Articles of Association
These Articles of Association apply for the limited company with corporate identity number 556710-7916 and were approved by the annual general meeting on April 27, 2016.
The company name is Alelion Energy Systems AB. It is a public (publ) company.
The company has its registered office in Mölndal municipality.
The company’s operations involve the development, manufacturing, marketing, sales and service of battery systems, and further owning and managing real estate and content and thereto related business.
The share capital shall amount to no less than SEK 520,000 and no more than SEK 2,080,000.
Number of shares
The number of shares shall amount to no less than 26,000,000 and no more than 104,000,000.
Board of directors
The board shall consist of no fewer than three and no more than ten directors with no more than ten deputy directors.
The company shall have no fewer than one and no more than two auditors and no more than two deputy auditors.
Place of the general meeting
The General Meeting shall be held in Stockholm, Gothenburg or Mölndal.
Notice convening a general meeting
Notice convening a general meeting shall be issued through announcement in Post- och Inrikes Tidningar as well as on the company’s website. Announcement to the effect that notice convening a general meeting has been issued, shall be made in Dagens Industri.
Right to attend a general meeting
Shareholders who wish to attend a general meeting must be listed in the shareholder register five days prior to the general meeting, and also have given notice to the company of their attendance not later than the day mentioned in the notice convening the meeting. This day may not be a Sunday, another public holiday, Saturday, Midsummer Eve, Christmas Eve or New Year’s Eve, and may not fall earlier than five weekdays before the general meeting.
Shareholders may bring one or two advisors to the general meeting, but only if the shareholder has stated so in their notice of attendance according to previous section.

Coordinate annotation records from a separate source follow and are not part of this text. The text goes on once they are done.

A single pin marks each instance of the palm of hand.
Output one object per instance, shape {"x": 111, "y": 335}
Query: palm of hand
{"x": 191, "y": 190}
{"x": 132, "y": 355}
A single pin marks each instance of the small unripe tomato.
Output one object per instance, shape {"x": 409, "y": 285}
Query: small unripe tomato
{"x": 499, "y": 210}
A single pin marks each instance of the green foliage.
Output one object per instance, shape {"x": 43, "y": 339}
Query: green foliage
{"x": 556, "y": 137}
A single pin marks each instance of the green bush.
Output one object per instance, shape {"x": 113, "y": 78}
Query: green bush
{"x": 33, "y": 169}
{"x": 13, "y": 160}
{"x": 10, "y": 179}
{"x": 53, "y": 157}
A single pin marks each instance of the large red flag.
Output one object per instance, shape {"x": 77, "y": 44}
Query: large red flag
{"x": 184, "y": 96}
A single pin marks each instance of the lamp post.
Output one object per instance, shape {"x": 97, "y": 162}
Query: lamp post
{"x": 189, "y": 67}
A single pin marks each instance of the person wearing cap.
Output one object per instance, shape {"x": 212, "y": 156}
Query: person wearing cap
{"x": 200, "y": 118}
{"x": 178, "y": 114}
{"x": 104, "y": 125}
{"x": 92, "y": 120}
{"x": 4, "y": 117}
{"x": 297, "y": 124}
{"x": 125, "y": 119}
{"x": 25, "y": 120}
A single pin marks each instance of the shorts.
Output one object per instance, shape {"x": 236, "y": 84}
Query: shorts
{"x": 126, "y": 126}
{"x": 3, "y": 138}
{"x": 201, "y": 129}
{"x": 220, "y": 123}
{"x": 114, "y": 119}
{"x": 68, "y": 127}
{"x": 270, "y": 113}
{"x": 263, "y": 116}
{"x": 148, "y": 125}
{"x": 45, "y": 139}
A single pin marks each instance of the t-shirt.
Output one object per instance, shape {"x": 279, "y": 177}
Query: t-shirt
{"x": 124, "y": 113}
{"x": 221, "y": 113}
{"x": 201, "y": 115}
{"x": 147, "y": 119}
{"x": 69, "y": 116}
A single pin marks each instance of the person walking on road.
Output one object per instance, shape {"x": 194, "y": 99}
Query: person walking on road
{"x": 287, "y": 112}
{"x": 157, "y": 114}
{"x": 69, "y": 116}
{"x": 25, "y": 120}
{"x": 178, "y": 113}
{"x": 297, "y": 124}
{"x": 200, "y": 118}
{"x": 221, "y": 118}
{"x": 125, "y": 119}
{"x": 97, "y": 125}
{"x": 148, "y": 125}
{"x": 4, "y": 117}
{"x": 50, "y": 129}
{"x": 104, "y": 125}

Matters to be dealt with at the Annual General Meeting
The following matters shall be dealt with at the Annual General Meeting:
Election of Chairman at the General Meeting
· Preparation and approval of a voting list
· Approval of the agenda
· Election of one or two persons to check the minutes
· Examination whether the Meeting has been properly convened
· Presentation of the Annual Report and the Auditor’s report and if applicable the Consolidated Accounts and the Auditor’s report on the Group
· Resolution in respect to adoption of the Profit and Loss Statement and the Balance Sheet and, if applicable, the Consolidated Profit and Loss Statement and Balance Sheet
· Resolution in respect to appropriation of the Company’s profit and loss according to the adopted Balance Sheet
· Resolution in respect of the Directors’ and, if applicable, the Managing Director’s discharge from liability
· Determining the number of Directors, Deputy Directors, Auditors and Deputy Auditors
· Determining the remuneration payable to the Board of Directors and to Auditors
· Election of Directors and any Deputy Directors and Auditors and any Deputy Auditors
· Resolution in respect of instructions to the Election Committee
· Other matters which shall be dealt with by the General Meeting according to the Company Act or the Articles of Association
The financial year of the Company shall be the calendar year.
Central securities depository register
The Company’s shares shall be registered in a central securities depository register pursuant to the Financial Instruments Accounts Act (1998:1479) regarding securities registers and registration of financial instruments.